Последние километры (Роман) - Дмитерко Любомир (читать книги бесплатно полные версии .TXT) 📗
Людей на крещение собралось немного. После бегства старосты Порфирия Ступы и нескольких полицаев паства отца Бориса почти целиком состояла из женщин. Среди них выделялась высокая, широкоплечая, пропахшая стеариновыми свечами и ладаном, сама похожая на негнущуюся восковую свечу, Матрена Илларионовна Непейвода, которая, родив трех сыновей, рано овдовела: ее мужа застрелил сосед-подкулачник. Двое старших сыновей перед самой войной женились: по одному плачет вдова и двое сирот, а по другому — бездетная жена. За третьего, самого младшего, Гришу, ревностно молится она, неутешная мать. И верит. Непоколебимо верит, что бог поможет ей.
Ефрейтор четвертой роты 208-го альпийского полка дивизии СС «Бавария» Бертольд Мюллер осознает, что нарушил устав боевого охранения, но ничего поделать с собой не может. Во всем повинна эта немилосердная, сатанинская холодная ночь.
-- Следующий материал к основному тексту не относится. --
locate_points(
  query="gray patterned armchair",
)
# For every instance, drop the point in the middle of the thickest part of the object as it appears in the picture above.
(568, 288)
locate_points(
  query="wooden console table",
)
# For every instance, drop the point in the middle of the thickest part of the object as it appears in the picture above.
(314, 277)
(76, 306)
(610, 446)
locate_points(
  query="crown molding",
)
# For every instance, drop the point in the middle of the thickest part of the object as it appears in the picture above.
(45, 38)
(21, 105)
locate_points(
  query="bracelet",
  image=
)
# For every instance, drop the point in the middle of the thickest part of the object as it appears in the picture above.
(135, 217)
Еще неделю назад они были в Южной Италии. Еще неделю назад над ними шелестели вечнозеленые пальмы. Еще неделю назад он цедил из бочонка ароматное молодое кьянти и под теплой периной прижимал горячее тело визгливой, но уступчивой хозяйской прислуги Анджелины. Еще неделю назад даже в тоненькой шинели и сапогах из эрзац-кожи он чувствовал себя совсем хорошо. Еще неделю назад!..
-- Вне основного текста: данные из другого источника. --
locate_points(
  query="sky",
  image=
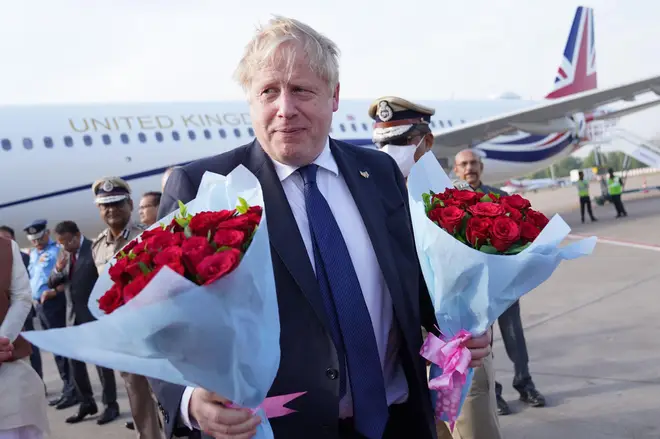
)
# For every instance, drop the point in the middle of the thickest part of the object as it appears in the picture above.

А сейчас… Черт бы его побрал! Лежать притаившись! На этой промерзшей, забытой богом земле! Да он давно бы уже превратился в сосульку. В бездыханную ледяную глыбу. В мертвеца! Вот что было бы из него, если бы он действовал по уставу.
Нет, он будет двигаться, покуда жив. И выживет. Во что бы то ни стало выживет. Для этого у него есть фляга, в которой на донышке булькает не разбавленный шнапс, а крепкий ямайский ром. Подогретый огненным напитком, ефрейтор подпрыгивает и будет прыгать до самого утра, потому что движение, как и ром, согревает кровь. Проклятая ночь! Собачья жизнь! Жалкая судьба!
Любопытно, кто сейчас нежится там, в теплой каморке, в объятиях смуглянки Анджелины? А еще интереснее, кто спит с его собственной женой, худенькой, невзрачной, но хитрой, как кошка, Мартой. Есть ли еще у него домик, бакалейная лавочка, фрау Марта Мюллер, их сыночек Отто? И существует ли вообще на свете живописный Радебойль — спокойное предместье суетливого Дрездена? Дрезден часто подвергался ударам с воздуха…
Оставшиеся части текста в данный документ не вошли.